Fast forward to April 13, 2008: Iran's National Library held a ceremony inaugurating a Greek section and commemorating Nikos Kazantzakis - of "Zorba the Greek" fame - who died 50 years ago. The event, co-sponsored by the Greek Embassy in Tehran, was attended by a number of Iranian officials. Evangelos Venetis, a Greek scholar on Iran who presented a paper on Kazantzakis at the event, told me that, "Iranians consider his works a treasury of freedom literature, and that is why he is highly respected not only by the academic elite in Iran, but also among other strata of Iranian society, including politicians and bureaucrats."
Undoubtedly, Kazantzakis, because of the breadth of his work and his thirst for answers to existential questions, means different things to different readers. Hence, it's little surprise there are Iranians who find his works appealing. But there is a difference between individual Iranians deciding on the importance of a particular message in the work of Kazantzakis, and the Islamic Republic of Iran offering official recognition of a figure as controversial as he. Indeed, the choice of Kazantzakis over other Greek authors is ironic, but perhaps it is also reflective of the paradox that is Iran.
Kazantzakis is not just any author - not in Greece, and certainly not for a theocracy like Iran. He was passed over by the Nobel selection committee in 1956 because of the controversy his work had stirred, particularly among conservatives and church elements. He is probably one of a handful of writers to have managed to enter the proverbial "black books" of both the Catholic and the Orthodox Churches - the latter went so far as to excommunicate him. He toyed with communism, but was sufficiently self-aware to see the real face of the Bolshevik revolution, and turned his back on it in the 1920s, though he never relinquished his empathy for the common man.
Just as he explored political philosophies, Kazantzakis delved into religions - challenging clergy and placing more faith in man than he did in any God. Indeed, he wrestled with God to the point where he did not hesitate to place God in man's shoes, faced with man's temptations, suffering and anxieties. Most of all, Kazantzakis was obsessed with freedom, and recognizing the myriad chains that bound humanity, be they in the form of basic daily needs, social mores or religious authority, he struggled to find solutions. More than anything else, then, Kazantzakis was a humanist - praised by the likes of Albert Camus, Thomas Mann and Albert Schweitzer.

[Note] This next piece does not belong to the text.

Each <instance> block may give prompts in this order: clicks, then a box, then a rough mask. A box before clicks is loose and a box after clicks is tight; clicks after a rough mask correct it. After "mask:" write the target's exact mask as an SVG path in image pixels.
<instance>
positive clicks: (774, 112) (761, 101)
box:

It is easy to criticize the Iranian state for its oppressive policies. The Iranian people have never had much freedom, whether under shahs or mullahs. And so, the decision to commemorate Kazantzakis is not only curious, but perhaps even hopeful. Mahmud Fazeli, Iran's charge d'affaires in Athens, wrote an introduction for the event that was quoted extensively in Iran's English media. The diplomat, clearly aware of the paradox entailed in honoring Kazantzakis, valiantly tried to avoid having to explain how an author notorious for his criticism of the clergy could be officially accepted by a state that is ruled by clerics. Even though Venetis qualifies the anti-clericalism of Kazantzakis as not being absolute, he acknowledges that "the fact that this event took place under the most official Iranian academic patronage clearly shows that reality is much more complicated in Iran."
Fazeli opted to attribute to Kazantzakis the broadest possible cultural and philosophical traits. He wrote that "although many remember Kazantzakis for his banned book 'The Last Temptation of Christ,' his world is not confined to a book or a certain line of thought." He described him as believing that man is "on a permanent odyssey" in search of God. For those who "regard him as a Christian," Fazeli says they are missing the complexity of the author: "Simultaneously or consecutively, he has been a Christian, an irreligious person, an anarchist, a humanist and a stoic."
Is there a message here we may all be missing about Iran? As Fazeli tried to explain about Kazantzakis, whose works he said "sometimes contradict each other," Iran is a paradox, too. In a recent article on elections in Iran, U.S.-based sociologist Ahmad Sadri says that although Iran may not be a liberal democracy, it is "a representative democracy grafted onto a theocracy." Referring to the Islamic Republic as "a unique specimen," he predicts an emergence of a stronger democracy in Iran, and in one scenario, "the increasing ceremonialization of theocracy," which he considers likely if radical destabilization in the country is to be avoided.
Perhaps by then, the response Kazantzakis gave to his critics in the church may also be heeded by the powers that be in Iran: "You gave me a curse, holy fathers, I give you a blessing: May your conscience be as clear as mine and may you be as moral and religious as I."